Esther, 42 Jahre, hat durch Sexualassistenz mehr Lebensfreude und –qualität gewonnen. Sie leidet an Krampf- und Schmerzattacken, die mehrere Wochen anhalten. Aufgrund der Erkrankung wurde sie arbeitslos und in ihrem Privatleben immer einsamer. Sie hatte lange aufgrund familiärer Erfahrungen Angst vor Sexualität und fühlte körperlich nur wenig. Sie selbst sagt: „Mit der Zeit verlor ich die Kraft das Schöne, das Kleine im Leben zu sehen. Depressionen kamen zu den Schmerzen hinzu.“ Sie meldete sich bei der Berührerin Michelle mit dem Wunsch, eine andere Frau zu umarmen. Zur ersten Begegnung erinnert sie sich: „Es war wunderschön, zum ersten Mal einen anderen nackten Körper zu spüren, diese schöne Wärme; ganz sanft und liebevoll berührt zu werden und selbst berühren zu dürfen war das Wunderbarste, das ich je erlebt hatte.“ Über eine längere Zeit wurden auch erotische Berührungen möglich. Dazu sagt Esther: „Mein Körper fühlt sich trotz der Krankheit seit den einfühlsamen Massagen und zärtlichen Berührungen viel entspannter und energievoller an. Ich habe gelernt, meinen schmerzenden Körper dank den Berührungen anzunehmen, zu akzeptieren und habe ihn lieb gewonnen.“

Esther ist nur ein Beispiel, wie Sexualassistenz nicht nur erotische Sehnsüchte stillt, sondern auch ein neues, tieferes Körperbewusstsein erlaubt, Selbstbewusstsein fördert und die Liebe zu sich selbst entdecken lässt.

Berühren, aber nicht verführen

Oft ist es für Behinderte sehr schwierig oder gar unmöglich, jemals einen passenden Lebenspartner bzw. einen Sexualpartner zu finden. Für viele bleibt es ein Leben lang ein Traum, eine Beziehung zu führen und eine partnerschaftliche Sexualität zu erleben. Natürlich ist Sexualassistenz kein vollständiger Ersatz für eine Partnerschaft, doch immerhin ist es so möglich, zumindest ein Stück weit den Bedarf eines Menschen mit Behinderung nach Nähe und Sinnlichkeit abzudecken.

Im Aufgabenfeld der Sexualassistenz liegen erotische Massagen, Übungen zur Körperwahrnehmung, Anleitungen zur Selbstliebe oder die Unterstützung beim Kauf von Hilfsmitteln.

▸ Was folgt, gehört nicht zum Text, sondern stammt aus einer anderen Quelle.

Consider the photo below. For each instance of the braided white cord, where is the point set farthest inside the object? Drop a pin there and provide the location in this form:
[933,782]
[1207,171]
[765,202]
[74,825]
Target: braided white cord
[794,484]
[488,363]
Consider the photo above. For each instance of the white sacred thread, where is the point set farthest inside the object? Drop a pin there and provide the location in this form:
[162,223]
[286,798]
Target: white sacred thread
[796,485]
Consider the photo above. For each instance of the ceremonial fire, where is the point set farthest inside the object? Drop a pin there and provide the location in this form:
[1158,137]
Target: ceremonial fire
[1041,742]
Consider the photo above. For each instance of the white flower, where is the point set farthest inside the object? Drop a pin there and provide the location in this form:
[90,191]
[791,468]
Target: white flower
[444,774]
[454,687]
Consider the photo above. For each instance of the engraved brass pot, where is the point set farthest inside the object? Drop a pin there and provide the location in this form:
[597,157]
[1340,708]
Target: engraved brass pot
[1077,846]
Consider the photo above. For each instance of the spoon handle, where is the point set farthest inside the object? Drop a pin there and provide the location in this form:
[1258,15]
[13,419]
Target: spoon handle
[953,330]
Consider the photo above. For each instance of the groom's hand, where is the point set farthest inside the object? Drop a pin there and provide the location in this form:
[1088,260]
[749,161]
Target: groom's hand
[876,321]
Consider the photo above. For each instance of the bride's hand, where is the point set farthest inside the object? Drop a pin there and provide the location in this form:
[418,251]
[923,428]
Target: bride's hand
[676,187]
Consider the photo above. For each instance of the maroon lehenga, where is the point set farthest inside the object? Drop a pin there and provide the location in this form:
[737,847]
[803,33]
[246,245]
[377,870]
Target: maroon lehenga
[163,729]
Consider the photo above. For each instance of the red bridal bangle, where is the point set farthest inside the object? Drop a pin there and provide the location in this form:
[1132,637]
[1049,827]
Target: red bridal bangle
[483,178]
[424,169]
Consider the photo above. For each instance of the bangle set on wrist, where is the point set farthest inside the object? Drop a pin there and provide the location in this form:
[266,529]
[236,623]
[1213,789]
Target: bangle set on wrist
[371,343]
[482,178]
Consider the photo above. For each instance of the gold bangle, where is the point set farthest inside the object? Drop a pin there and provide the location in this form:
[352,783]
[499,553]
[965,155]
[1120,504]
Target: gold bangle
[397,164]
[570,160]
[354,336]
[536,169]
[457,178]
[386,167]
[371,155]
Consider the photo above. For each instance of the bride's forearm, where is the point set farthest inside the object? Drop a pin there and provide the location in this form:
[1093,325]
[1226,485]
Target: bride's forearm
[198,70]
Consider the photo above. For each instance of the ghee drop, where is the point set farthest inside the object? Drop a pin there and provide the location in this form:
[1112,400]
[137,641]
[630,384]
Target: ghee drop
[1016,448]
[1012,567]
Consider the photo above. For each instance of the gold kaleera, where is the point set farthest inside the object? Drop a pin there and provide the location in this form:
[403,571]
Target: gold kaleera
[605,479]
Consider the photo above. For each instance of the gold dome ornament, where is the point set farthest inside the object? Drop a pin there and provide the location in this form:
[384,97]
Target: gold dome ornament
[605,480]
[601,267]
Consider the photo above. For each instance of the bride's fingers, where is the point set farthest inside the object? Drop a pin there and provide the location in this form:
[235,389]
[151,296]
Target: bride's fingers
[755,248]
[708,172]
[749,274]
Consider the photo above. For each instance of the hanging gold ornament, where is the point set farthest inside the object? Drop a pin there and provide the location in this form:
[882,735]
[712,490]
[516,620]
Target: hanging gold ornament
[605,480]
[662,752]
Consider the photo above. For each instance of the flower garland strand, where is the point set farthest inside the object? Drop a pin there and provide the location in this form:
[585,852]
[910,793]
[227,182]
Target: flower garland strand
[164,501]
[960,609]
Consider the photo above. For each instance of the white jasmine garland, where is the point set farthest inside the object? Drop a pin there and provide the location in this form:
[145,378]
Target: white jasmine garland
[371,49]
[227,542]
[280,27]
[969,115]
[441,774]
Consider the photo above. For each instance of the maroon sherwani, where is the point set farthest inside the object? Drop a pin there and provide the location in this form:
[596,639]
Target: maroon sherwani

Da die Tätigkeit frei ausgeübt werden kann, gibt es keine einheitliche Bezeichnung. Die Dienstleistungen sind auf SexualassistentInnen bezogen, aber auch auf BerührerInnen, wobei Letzteres die ursprüngliche Berufsbezeichnung ist. Die Berufsbezeichnungen sind nicht geschützt, so dass es auch Gemeinsamkeiten mit SexualbegleiterInnen gibt. In der Schweiz sind die Berufsbezeichnungen so frei wie die Ausbildungsmöglichkeiten, weswegen im Grunde jeder, der diese Dienstleistungen anbietet, sich so nennen darf. Das erschwert die Qualitätssicherung. Andererseits haben Menschen so Zugang zu diversen Angeboten, was wiederum von Vorteil ist.